I guess I should have done a little more searching before I made this post. Here is a pretty good thread.

http://www.smokingmeatforums.com/t/115766/johnsonville-brats


----------



## diggingdogfarm

This is a family member's recipe.......

_"This is my recipe for a classic old-fashioned all-pork Wisconsin-style brat. 
For a beer brat, just add a little beer to the mix.

This is a classic Wisconson bratwurst flavor profile. 

Wisconsin-Wannabe Bratwurst 

5 lbs. well-fatted pork shoulder/butt 
3 Tbsp. kosher salt 
1 Tbsp. sugar 
2 tsp. freshly ground black pepper 
1 1/2 tsp. freshly grated nutmeg 
1/2 tsp. toasted and freshly ground coriander 
1/4 tsp. ground celery seed 
1/8 tsp. ground marjoram 
1 1/2 tsp. ground ginger 

I use a fairly course grind, grinding just half the meat a second time with the same plate. 
I replace part of the salt with Tiparos Thai fish sauce in all of my fresh sausage recipes. It adds "what's that?" umami savoriness. 
I gently steam the sausages on low heat (165-170 F) until safe temperature is reached. "_


~Martin


----------



## scarbelly

That sounds great Martin - thanks for sharing


----------



## diesel

I have made several recipes and this has been my favorite so far:

Shooter ricks attitude brats, I only used on 1 tsp of cayenne.

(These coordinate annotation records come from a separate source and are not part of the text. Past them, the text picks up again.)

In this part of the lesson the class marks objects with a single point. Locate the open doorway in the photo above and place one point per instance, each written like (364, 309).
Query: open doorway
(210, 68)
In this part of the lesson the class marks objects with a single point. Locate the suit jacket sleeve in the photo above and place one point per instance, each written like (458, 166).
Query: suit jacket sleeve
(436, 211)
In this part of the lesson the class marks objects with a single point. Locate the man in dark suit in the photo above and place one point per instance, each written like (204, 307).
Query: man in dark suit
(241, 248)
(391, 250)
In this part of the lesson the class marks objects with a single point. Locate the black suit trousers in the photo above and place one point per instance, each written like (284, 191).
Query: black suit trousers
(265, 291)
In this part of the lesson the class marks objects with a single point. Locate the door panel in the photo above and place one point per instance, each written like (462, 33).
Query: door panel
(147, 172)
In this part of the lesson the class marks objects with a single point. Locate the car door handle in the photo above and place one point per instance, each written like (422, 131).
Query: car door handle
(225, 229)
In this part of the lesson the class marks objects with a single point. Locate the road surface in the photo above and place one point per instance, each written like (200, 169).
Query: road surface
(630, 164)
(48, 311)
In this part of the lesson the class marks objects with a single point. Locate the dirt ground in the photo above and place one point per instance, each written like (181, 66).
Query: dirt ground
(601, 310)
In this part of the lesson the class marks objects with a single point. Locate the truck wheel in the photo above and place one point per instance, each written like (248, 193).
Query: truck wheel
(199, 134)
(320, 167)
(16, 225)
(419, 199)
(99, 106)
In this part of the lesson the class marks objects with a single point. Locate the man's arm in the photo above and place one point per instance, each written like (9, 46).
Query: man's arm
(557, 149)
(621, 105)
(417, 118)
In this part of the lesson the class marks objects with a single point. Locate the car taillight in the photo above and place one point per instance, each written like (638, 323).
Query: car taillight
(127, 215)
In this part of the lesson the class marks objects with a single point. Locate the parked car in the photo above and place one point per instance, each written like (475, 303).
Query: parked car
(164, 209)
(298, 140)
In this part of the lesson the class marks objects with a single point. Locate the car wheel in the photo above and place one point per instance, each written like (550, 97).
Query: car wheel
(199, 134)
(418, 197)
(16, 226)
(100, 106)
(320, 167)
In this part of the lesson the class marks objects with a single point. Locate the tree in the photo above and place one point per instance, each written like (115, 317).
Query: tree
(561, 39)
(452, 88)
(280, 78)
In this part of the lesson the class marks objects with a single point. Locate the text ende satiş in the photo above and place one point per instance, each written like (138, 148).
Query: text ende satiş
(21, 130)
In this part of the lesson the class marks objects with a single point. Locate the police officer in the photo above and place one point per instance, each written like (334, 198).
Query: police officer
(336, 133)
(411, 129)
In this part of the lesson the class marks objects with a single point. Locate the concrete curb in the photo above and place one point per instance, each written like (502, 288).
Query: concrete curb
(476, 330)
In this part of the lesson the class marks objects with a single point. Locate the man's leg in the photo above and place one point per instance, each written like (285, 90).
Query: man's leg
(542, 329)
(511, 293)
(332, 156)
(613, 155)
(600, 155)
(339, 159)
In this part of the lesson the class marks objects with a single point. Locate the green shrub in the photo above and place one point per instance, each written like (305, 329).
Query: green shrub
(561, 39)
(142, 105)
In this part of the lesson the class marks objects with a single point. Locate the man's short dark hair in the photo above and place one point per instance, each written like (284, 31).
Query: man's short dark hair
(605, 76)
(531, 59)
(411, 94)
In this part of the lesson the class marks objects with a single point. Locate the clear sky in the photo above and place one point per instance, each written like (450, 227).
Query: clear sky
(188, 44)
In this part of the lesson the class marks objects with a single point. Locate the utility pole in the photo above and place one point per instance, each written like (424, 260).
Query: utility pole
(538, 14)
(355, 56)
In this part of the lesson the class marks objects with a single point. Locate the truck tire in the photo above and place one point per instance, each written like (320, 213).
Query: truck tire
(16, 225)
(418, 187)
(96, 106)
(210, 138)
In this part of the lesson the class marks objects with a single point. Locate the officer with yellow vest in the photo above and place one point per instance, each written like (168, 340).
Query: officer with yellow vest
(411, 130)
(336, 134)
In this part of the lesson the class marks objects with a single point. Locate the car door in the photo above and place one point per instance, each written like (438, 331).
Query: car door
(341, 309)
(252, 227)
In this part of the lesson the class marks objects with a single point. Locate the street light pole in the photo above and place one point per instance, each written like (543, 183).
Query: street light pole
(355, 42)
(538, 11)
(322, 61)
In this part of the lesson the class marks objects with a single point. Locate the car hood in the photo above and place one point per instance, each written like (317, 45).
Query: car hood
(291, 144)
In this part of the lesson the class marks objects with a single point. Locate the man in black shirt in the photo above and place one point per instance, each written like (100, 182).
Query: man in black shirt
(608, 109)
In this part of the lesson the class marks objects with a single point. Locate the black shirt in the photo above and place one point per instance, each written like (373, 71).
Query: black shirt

http://www.smokingmeatforums.com/t/100076/shooterricks-attitude-brats-recipe-and-pics-on-the-grill

However, I have not tried the Wisconsin recipe on this thread.. but I do have it on my list now.

thanks!


----------



## diggingdogfarm

I think that you'll find that nutmeg/mace is the signature spice in most Wisconsin style brats.


~Martin


----------



## rbranstner

Diesel said:


> I have made several recipes and this has been my favorite so far:
> 
> Shooter ricks attitude brats, I only used on 1 tsp of cayenne.
> 
> http://www.smokingmeatforums.com/t/100076/shooterricks-attitude-brats-recipe-and-pics-on-the-grill
> 
> However, I have not tried the Wisconsin recipe on this thread.. but I do have it on my list now.
> 
> thanks!


I have the attitude brats saved in my recipes. I just came across it again today so I think I am going to make a 5lb batch of those.


----------



## ginny

digging dog farm recipe is awesome thanks and the nutmeg is great what a surprise..


----------



## woodcutter

You can throw the whole nut in the coffee grinder and make your own fresh nutmeg. Makes great brats.


----------



## steve mcmanus

Diggingdogfarm:  I was looking for a brat recipe.  Yours was the first I tried.  I'm not looking for a recipe any more.  It's that great.


----------



## tom gallopavo

I was looking for a Johnsonville brat copycat and came across this thread.  I just got the Cabelas carnivore 0.75 #12 at the BP catalog return center in Springfield.”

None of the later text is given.